La Coordonnatrice provinciale du Centre Technique de Transfusion Sanguine, a demandé de cet effet l’appropriation de cette campagne préparatoire de la journée mondiale de donneurs de sang. Docteur LILIANE BWIZA a appelé toute la communauté, où qu’elle soit, à prendre pour sien cet engagement en donnant le sang.

« Le besoin en sang a fortement augmenté. Le besoin est à ce que bien sûr la population donne du sang mais ce n’est pas suffisant. Rien qu’en ville de Butembo, nous sommes à un besoin de 24 000 milles d’unité de sang par an mais la population arrive à peine à donner 6000 unités de sang. Vous comprenez que le reste c’est vraiment un besoin et là, on ne sait pas trouver des solutions si ce n’est pas seulement la communauté de Butembo qui en trouve. Et lorsqu’on parle de Beni, le besoin est à plus de 14 000 et là la population n’arrive même pas à donner 4000 poches de sang et c’est ça le problème. Ça signifie que le sang c’est une matière première, une matière qu’on ne trouve que des ressources humaines, on ne sait pas les acheter, donc c’est vraiment du sacrifice, l’amour de soi. Ceci fait que si la population ne prend pas conscience de cette situation, on va toujours enregistrer des décès communautaires, les décès des hôpitaux pour surtout nos mamans qui accouchent et qui ont besoin du sang et même nos militaires. Ce que nous pouvons faire c’est vraiment sauver de vies en donnant du sang parce que la province saigne » en a appelé LILIANE BWIZA, Coordonnatrice provinciale du Centre Technique de Transfusion Sanguine.    
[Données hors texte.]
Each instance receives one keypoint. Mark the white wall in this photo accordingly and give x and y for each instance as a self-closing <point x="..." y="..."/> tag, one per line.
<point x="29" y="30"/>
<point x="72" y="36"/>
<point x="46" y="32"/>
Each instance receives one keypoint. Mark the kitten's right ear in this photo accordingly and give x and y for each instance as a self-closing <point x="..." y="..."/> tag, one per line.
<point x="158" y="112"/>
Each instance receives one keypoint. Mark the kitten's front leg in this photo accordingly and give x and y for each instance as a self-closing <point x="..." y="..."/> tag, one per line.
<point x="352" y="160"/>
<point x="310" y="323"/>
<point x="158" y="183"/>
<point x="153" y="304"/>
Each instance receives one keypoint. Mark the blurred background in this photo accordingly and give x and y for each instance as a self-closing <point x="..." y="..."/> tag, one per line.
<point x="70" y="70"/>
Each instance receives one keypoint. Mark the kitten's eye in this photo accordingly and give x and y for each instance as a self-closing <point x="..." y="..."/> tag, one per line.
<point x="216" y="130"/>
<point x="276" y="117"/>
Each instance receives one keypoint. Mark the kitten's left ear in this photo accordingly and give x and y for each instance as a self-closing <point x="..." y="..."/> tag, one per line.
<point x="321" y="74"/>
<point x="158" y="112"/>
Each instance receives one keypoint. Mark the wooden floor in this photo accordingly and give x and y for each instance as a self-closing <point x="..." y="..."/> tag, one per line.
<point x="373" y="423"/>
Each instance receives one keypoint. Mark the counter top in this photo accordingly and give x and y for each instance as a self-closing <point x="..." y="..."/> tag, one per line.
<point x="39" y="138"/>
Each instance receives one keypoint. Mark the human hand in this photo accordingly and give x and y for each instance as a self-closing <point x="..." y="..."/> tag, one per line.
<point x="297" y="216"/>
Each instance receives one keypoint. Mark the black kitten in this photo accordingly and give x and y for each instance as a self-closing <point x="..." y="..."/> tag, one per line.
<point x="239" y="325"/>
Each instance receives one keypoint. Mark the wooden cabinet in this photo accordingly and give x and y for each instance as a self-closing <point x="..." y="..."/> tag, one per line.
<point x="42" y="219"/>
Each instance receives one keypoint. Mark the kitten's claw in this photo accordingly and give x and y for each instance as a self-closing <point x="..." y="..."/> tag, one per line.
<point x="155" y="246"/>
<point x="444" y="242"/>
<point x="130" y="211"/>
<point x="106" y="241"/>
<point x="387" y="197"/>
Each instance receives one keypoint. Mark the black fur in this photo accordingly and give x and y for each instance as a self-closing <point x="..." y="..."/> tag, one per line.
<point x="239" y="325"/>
Cet organe de santé a révélé qu’une poche peut servir 3 personnes, une motivation d’appeler à l’implication inclusive de la communauté pour le don de sang afin de sauver des vies humaines.

Le besoin de sang tue plus que la guerre, a-t-on appris. Ainsi, « Où en sommes-nous avec le don du sang ? » sera le thème de ce 14 juin prochain.

Il a été une occasion à cette professionnelle de la santé à rappeler qu’en ce temps où le pays est en pression guerrière, les professionnels de santé ont besoin de d’au moins 1000 poches pour renforcer l’état de santé des militaires sur le front de bataille.